The completed yoke box. Rumble pad and toggle to momentary circuit board on the left. Game pad and a second toggle to momentary circuit board on the bottom on the right. The pitch spring set-up can be clearly seen. The pitch potentiometer sliding strip can also be seen.
So to make a long story short I used a real Piper yoke for my project. It was the most expensive part but well worth it. It had a tube fixed to it which had to go. I made a round wooden block to fill the hole and made sure it was a perfect fit. Attaching the threaded rod was a bit harder. I needed heavy duty washers to keep the wood from being crushed. The whole thing needs to be firmly tightened so it does not give way when under stress from the roll spring.

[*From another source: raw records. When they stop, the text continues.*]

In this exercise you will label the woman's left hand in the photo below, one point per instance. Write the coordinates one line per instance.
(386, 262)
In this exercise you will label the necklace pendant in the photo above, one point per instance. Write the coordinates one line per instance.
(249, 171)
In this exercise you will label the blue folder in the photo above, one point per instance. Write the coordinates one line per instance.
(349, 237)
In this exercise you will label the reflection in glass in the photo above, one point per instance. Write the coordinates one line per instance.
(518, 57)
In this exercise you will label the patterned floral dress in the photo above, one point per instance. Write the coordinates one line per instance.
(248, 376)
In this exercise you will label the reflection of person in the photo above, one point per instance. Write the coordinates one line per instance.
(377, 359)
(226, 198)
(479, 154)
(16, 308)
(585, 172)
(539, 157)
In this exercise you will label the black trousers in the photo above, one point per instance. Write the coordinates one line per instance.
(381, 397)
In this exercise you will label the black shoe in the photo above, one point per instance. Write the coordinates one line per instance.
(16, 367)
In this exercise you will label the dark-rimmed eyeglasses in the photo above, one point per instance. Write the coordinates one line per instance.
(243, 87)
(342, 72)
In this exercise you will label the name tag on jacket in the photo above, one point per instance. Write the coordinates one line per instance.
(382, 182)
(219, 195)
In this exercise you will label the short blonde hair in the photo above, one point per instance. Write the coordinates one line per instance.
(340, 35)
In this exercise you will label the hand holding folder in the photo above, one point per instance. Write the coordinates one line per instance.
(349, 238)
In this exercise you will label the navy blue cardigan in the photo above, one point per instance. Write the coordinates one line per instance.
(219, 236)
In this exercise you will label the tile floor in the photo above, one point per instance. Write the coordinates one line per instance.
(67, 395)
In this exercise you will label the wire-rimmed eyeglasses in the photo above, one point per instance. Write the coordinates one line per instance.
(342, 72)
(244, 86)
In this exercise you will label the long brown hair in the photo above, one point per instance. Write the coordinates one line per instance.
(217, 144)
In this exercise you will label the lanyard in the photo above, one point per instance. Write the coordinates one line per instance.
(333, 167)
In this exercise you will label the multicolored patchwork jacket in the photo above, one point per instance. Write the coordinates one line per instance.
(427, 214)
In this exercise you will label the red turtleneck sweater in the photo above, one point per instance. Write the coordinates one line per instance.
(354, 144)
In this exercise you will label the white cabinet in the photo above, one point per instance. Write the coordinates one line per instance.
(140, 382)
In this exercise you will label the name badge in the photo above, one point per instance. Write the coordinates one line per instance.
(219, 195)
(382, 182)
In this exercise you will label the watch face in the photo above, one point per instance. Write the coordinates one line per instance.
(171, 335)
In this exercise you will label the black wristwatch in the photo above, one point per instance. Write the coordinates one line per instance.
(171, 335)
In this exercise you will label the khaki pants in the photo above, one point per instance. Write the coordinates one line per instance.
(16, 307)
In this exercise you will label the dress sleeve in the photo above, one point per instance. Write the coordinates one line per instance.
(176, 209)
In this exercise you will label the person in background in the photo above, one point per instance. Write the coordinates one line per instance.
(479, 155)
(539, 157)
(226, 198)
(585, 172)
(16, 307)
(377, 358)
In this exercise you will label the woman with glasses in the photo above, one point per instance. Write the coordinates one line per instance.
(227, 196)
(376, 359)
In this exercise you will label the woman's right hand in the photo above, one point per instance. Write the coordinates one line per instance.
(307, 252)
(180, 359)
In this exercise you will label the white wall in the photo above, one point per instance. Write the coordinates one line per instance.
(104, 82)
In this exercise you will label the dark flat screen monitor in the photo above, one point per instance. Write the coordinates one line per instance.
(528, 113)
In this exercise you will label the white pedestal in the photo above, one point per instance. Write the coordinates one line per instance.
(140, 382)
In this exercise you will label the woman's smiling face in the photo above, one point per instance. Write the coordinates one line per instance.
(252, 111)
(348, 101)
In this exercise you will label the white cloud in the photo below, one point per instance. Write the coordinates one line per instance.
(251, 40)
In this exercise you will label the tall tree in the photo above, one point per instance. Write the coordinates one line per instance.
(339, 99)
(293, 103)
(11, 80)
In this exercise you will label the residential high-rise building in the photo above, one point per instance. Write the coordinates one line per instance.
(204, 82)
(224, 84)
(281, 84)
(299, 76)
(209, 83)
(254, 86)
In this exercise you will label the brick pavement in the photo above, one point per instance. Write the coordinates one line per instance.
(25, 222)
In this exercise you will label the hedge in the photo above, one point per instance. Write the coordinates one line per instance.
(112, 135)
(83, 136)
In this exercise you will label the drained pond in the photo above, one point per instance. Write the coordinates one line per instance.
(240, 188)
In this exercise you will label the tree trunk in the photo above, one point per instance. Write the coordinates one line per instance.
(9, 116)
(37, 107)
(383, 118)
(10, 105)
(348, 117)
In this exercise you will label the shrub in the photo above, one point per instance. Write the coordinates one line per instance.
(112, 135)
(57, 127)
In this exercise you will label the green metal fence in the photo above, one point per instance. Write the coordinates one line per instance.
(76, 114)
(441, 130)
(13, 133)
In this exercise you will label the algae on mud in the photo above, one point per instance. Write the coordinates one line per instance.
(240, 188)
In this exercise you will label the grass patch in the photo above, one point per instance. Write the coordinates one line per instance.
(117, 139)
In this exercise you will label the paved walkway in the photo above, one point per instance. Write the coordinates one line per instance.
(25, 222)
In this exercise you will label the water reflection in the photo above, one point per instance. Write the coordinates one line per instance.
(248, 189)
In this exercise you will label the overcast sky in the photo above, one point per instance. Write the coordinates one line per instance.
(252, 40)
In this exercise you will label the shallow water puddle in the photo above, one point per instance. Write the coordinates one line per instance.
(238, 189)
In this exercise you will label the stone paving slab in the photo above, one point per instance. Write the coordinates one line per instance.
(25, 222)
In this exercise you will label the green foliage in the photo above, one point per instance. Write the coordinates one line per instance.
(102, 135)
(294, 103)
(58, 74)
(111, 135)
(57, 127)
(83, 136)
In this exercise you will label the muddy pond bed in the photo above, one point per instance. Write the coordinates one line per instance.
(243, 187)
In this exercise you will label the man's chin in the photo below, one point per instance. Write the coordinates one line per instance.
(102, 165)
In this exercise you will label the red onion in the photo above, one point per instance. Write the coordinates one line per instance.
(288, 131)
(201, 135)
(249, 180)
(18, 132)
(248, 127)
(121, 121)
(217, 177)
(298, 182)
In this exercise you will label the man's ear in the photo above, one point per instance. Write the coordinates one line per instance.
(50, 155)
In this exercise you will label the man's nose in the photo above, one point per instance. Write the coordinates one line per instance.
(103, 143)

Shown here is the yoke with horn extension on the left horn. Also the telephone type cables which provide the connections for the buttons on the yoke are visible. An external solution may not seem very tidy but it can be found on most real GA aircraft with buttons in the yoke.
Shown here is the other side of the yoke. The washer is clearly visible. The connector is still on the telephone wire; I use it for easy disassembly or maintenance. The female type is installed in the box.
This was made from copper alloy sheet. I was kind of proud after finishing this. The hole in the front side is for the original push to talk button which I installed but it is not functional. On the top are holes for the a/p and f/d functions. The big hole is for the pitch trim.
The yoke after the completion, I would add the extra switches at a later stage.